In grade school, much of your personality could be summed up by the lunch box you carried, if you could afford the luxury.  It was also a status symbol.  Lunchbox kids looked down on the brown baggers, at least it felt that way to me.

I had a lunch box in First Grade.  It was a plastic Snoopy's doghouse lunch box.  One day after school, I absentmindedly tossed it on the ground after school and the lid broke off.  That was end of my lunch box days.  I was a brown bagger there on out.

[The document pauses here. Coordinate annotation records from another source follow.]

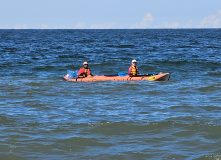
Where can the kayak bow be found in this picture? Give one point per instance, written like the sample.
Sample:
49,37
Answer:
158,77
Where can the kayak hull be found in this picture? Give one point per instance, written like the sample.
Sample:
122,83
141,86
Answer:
158,77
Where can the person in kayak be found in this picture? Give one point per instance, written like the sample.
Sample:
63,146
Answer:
133,70
85,71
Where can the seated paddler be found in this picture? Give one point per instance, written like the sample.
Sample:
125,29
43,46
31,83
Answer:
85,71
133,70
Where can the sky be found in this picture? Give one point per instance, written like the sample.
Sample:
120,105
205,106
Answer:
109,14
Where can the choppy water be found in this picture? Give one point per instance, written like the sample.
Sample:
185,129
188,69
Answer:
45,117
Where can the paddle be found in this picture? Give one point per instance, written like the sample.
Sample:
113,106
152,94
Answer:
121,74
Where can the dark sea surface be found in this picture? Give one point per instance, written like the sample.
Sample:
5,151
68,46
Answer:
44,117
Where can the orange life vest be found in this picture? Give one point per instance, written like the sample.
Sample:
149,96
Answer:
134,70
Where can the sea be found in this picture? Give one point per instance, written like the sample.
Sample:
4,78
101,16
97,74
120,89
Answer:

During lunch I would covet the other kids' lunchboxes, particularly those that featured cartoons, TV shows or movies I liked.  There were Marvel Superheroes, Peanuts, Batman and Robin, Happy Days, Superman the Movie, and numerous others.  But one that always stood out to me was the 1973 Scooby Doo lunch box, both for the artwork and the theme: it featured The Headless Horseman of Sleepy Hollow on the front, and a Haunted House on the back.  How can you get better than that?

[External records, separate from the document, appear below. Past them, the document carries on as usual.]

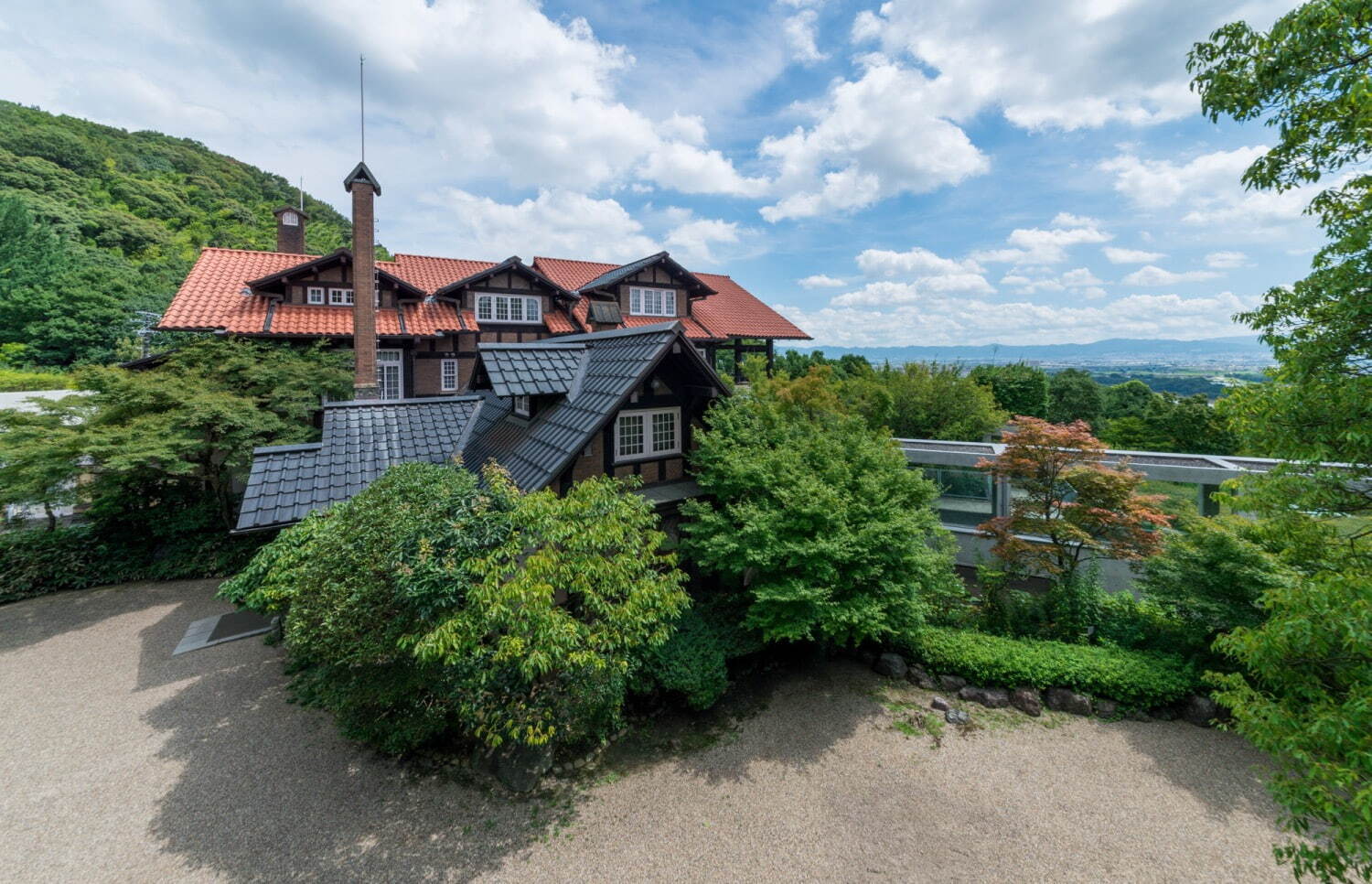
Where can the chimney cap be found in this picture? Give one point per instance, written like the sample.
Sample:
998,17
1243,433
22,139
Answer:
364,175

Like Disney's The Haunted Mansion from yesterday, "Scooby Doo, Where are You" turned 50 this year.  It took me almost as long to find his lunchbox. I believe it was an estate sale find and I'm sure I paid up for it.





The sides feature the kids in the Mystery Machine hot on the tail of a car,


Shaggy and Scoob hiding from a mummy,


Shaggy about to be murdered by some hidden creatures,


and Scooby about to be mauled by a lion.



It didn't have the thermos, but I found one on eBay to complete my set.


 The odd thing about this lunchbox is, The Headless Horseman didn't make an appearance on Scooby Doo until the 1976 series "Scooby Doo/Dynomutt Hour".



The first metal lunchboxes were heavy metal pails used by workers simply trying to protect their lunches from job site hazards. Children soon emulated their parents by re-purposing tobacco and cookie containers to carry their own school lunches.  In the 1950's, the Aladdin company realized the potential sales boost in featuring popular cartoon and television stars such as Mickey Mouse or The Lone Ranger on their lunchboxes.  They knew with the fleeting popularity of TV shows, they could guarantee children wanting a new lunchbox every year.

Metal lunchboxes were retired in 1987 due to kids using them as weapons against their schoolmates. Ironically enough, the last metal lunchbox featured "Rambo".

2 comments:

  1. i was a brown-bag kid who envied other kids' lunchboxes, too. now i just have one: battlestar galactica. oh, and a couple pee wee herman thermoses, but no lunchboxes for them. (yet)

    ReplyDelete
  2. I had that Scooby thermos - wait, I still do! My lunchbox was Hot Wheels, sadly gone.